Cameron Neylon is Advocacy Director for the Public Library of Science, a research biophysicist and well known agitator for opening up the process of research. He speaks regularly on issues of Open Science including Open Access publication, Open Data, and Open Source as well as the wider technical and social issues of applying the opportunities the internet brings to the practice of science. He was named as a SPARC Innovator in July 2010 for work on the Panton Principles and is a recipient of the Blue Obelisk for contributions to open data. He writes regularly at his blog, Science in the Open.

Cameron will speak about Network ready research: The role of open source and open thinking:

The highest principle of network architecture design is interoperability. If Metcalfe's Law tells us that a network's value can scale as some exponent of the number of connections then our job in building networks is to ensure that those connections are as numerous, as operational, and as easy to create as possible.
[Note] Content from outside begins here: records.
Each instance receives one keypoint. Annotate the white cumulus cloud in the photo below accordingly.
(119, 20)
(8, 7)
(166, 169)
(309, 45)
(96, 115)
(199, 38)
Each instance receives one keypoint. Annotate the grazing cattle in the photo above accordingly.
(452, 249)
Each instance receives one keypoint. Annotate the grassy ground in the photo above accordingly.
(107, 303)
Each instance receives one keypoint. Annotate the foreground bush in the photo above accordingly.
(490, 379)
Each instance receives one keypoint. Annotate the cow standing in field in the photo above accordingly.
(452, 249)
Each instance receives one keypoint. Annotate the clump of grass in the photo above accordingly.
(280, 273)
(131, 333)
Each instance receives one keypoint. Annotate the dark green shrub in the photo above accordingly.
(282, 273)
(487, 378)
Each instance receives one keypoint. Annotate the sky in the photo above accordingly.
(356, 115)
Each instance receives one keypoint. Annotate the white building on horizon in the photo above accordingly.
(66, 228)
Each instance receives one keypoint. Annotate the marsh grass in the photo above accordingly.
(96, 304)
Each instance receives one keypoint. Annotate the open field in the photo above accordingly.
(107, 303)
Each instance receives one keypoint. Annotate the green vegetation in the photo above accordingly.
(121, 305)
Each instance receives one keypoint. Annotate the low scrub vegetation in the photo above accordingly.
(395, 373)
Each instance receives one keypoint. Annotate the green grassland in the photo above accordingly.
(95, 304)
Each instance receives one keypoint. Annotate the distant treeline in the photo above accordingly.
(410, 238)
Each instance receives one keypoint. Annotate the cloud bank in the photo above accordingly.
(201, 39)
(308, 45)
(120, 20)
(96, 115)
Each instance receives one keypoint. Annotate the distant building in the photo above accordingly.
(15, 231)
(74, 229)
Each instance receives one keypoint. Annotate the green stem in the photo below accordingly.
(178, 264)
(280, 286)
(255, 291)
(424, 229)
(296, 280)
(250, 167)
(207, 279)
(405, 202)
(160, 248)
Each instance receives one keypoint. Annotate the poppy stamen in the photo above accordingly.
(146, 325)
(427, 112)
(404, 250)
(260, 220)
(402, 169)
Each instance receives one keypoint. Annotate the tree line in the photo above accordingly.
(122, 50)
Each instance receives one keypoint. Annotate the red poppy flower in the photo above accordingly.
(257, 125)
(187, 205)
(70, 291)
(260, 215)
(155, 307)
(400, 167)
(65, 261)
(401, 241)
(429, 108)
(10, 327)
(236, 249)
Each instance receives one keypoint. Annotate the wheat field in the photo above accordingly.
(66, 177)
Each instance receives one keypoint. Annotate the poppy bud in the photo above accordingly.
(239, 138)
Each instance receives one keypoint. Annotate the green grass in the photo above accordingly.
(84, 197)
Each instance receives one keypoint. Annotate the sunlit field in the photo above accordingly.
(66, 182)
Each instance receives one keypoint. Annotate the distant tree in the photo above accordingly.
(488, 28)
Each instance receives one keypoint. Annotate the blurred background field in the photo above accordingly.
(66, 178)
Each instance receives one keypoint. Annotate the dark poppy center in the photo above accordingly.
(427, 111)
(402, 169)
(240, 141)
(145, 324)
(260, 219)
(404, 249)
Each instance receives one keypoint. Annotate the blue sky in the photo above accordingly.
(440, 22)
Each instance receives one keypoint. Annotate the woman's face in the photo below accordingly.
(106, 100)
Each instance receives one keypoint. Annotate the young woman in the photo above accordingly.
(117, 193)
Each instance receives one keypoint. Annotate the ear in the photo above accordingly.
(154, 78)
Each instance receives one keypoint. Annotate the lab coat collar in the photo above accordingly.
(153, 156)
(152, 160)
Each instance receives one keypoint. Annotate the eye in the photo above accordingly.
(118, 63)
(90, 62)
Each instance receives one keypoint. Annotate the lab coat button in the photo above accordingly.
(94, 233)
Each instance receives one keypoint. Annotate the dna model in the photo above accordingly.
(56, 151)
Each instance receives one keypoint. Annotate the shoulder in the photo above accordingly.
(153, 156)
Where we make it easy for anyone to wire in new connections we maximise the ability of others to contribute to the value of our shared networks.

Bioinformatics has, from time to time, been derided as "slidedecks full of hairballs", yet those hairballs, and their ubiquity are emblematic of the fact that at its heart bioinformatics is a science of networks. Networks of physical interactions, of genetic control, of degree of similarity, or of ecological interactions amongst many others. Bioinformatics is also amongst the most networked of research communities and amongst the most open in the sharing of research papers, of research data, tools, and even research in process in online conversations and writing.

Lifting our gaze from the networks we work on to the networks we occupy is a challenge. Our human networks are messy and contingent and our machine networks clogged with things we can't use, even if we could access them. What principles can we apply so as to build our research into networks that make the most of the network infrastructure we have around us. Where are the pitfalls opportunities? And where are the opportunities? What will it take to configure our work so as to enable "network ready research"?